Veja-se que o Ministro do Supremo Tribunal Federal aduziu que houve a renúncia do direito ao silêncio, a autoincriminação, porém homologou por entender que, no caso em tela, houve voluntariedade do delator e legitimidade das provas apresentadas pelo Ministério Público Federal. Revela-se necessário destacar que esta homologação do Supremo Tribunal Federal sequer obedeceu a voluntariedade, a regularidadade e a legalidade do acordo de delação premiada prevista na Lei 12.850/13. Saliente-se que essa delação premiada do aludido empresário não poderia ter sido obtida através de pressão, posto que, com esse método está desrespeitando os requisitos da prisão preventiva, que estão previstos no artigo 213 do Código de Processo Penal. Cezar Roberto Bitencourt (2017) demonstra que a liberdade e a voluntariedade são pressupostos de validade do aludido instituto.

Nessa seada, a decretação da prisão preventiva não pode estar condicionada à colaboração premiada, posto que, estaria violando o processo penal democrático transmudando-se em um verdadeiro processo penal emergencial. Fernanda Ravazzano (2016) explica que a prisão para delatar configura-se uma nova espécie de prisão cautelar, até porque o magistrado utiliza-se do fundamento da garantia da ordem pública ou da conveniência da instrução criminal até que o investigado delate outros corréus.

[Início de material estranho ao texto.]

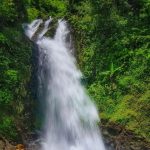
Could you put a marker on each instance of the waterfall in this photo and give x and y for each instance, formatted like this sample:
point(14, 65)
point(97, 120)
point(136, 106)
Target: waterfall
point(71, 118)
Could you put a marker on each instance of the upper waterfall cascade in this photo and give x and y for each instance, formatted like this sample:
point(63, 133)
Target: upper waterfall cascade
point(71, 118)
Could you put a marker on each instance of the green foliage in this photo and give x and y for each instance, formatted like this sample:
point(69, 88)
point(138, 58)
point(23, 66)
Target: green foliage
point(7, 10)
point(32, 13)
point(113, 53)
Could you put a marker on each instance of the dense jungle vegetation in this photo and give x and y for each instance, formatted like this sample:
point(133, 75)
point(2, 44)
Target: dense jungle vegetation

Enfatizou, ainda, que em uma audiência pública, o Procurador da República Deltan Dallagnol acentuou acerca da relevância de obtenções das delações premiadas quando os investigados estão em cárcere, posto que, adotando tal medida, haveria uma maior expansão das investigações.

Veja-se que, a partir do momento que o magistrado consente com a prisão preventiva para obter a colaboração premiada do investigado, acaba desrespeitando seus deveres como magistrado, passando a atuar como um juiz-promotor, perdendo de tal forma a sua imparcialidade. Nessa linha lógica, cumpre frisar que a decretação da prisão preventiva de Marcelo Odebrecht propiciou o ativismo judicial. Esse ativismo, conforme Elival da Silva Ramos (2010, p.116-117) tem sido relacionado com a exacerbação de poderes dos juízes, que invadem de forma indevida as esferas de outros poderes Executivo e Legislativo, sendo visto como um comportamento deletério para a democracia e para a separação de poderes.

Assim, caso o juiz interprete o texto normativo e traga significados novos e argumentos extrajuridícos de modo que afaste da letra da lei, estar-se-á diante do ativismo judicial. Esse papel do poder judiciário como criador de normas jurídicas, no qual decorre do pós-positivismo, deve ser evitado, posto que, com esta proibição asseguraria que as decisões políticas sejam discutidas por quem tem legitimidade democrática. Mauro Capelleti (1993, p.73), aduz que a criatividade constitui um fator inevitável da função jurisdicional, e que existem razões para o desenvolvimento de tal criatividade. No seu modo de pensar, compreende que, caso os juízes assumam um papel acentuadamente criativo, sua função jurisdicional acaba se igualando à legistativa, e os juízes invadem o domínio do poder legislativo.

É de bom alvitre mencionar que Capelleti (1993, p.82) admite que existem debilidades e “enfermidades” práticas nas atividades jurisdicionais. Essas debilidades, consistem na dificuldade de informação, que faz com que haja um obstáculo de um pleno acesso ao direito; a eficácia retroativa das decisões que muitas vezes acaba tendo conflito com os valores da certeza e da previsibilidade e por fim, a terceira debilidade consiste na incompetência institucional da magistratura para agir como força criadora do direito. O autor informa, ainda, que para a criação do direito é necessário instrumentos que não estão à disposição do tribunal e que os juízes não têm possibilidade de desenvolver uma obra criativa, posto que, esta atividade não se limita às leis e precedentes, envolvendo problemas complexos.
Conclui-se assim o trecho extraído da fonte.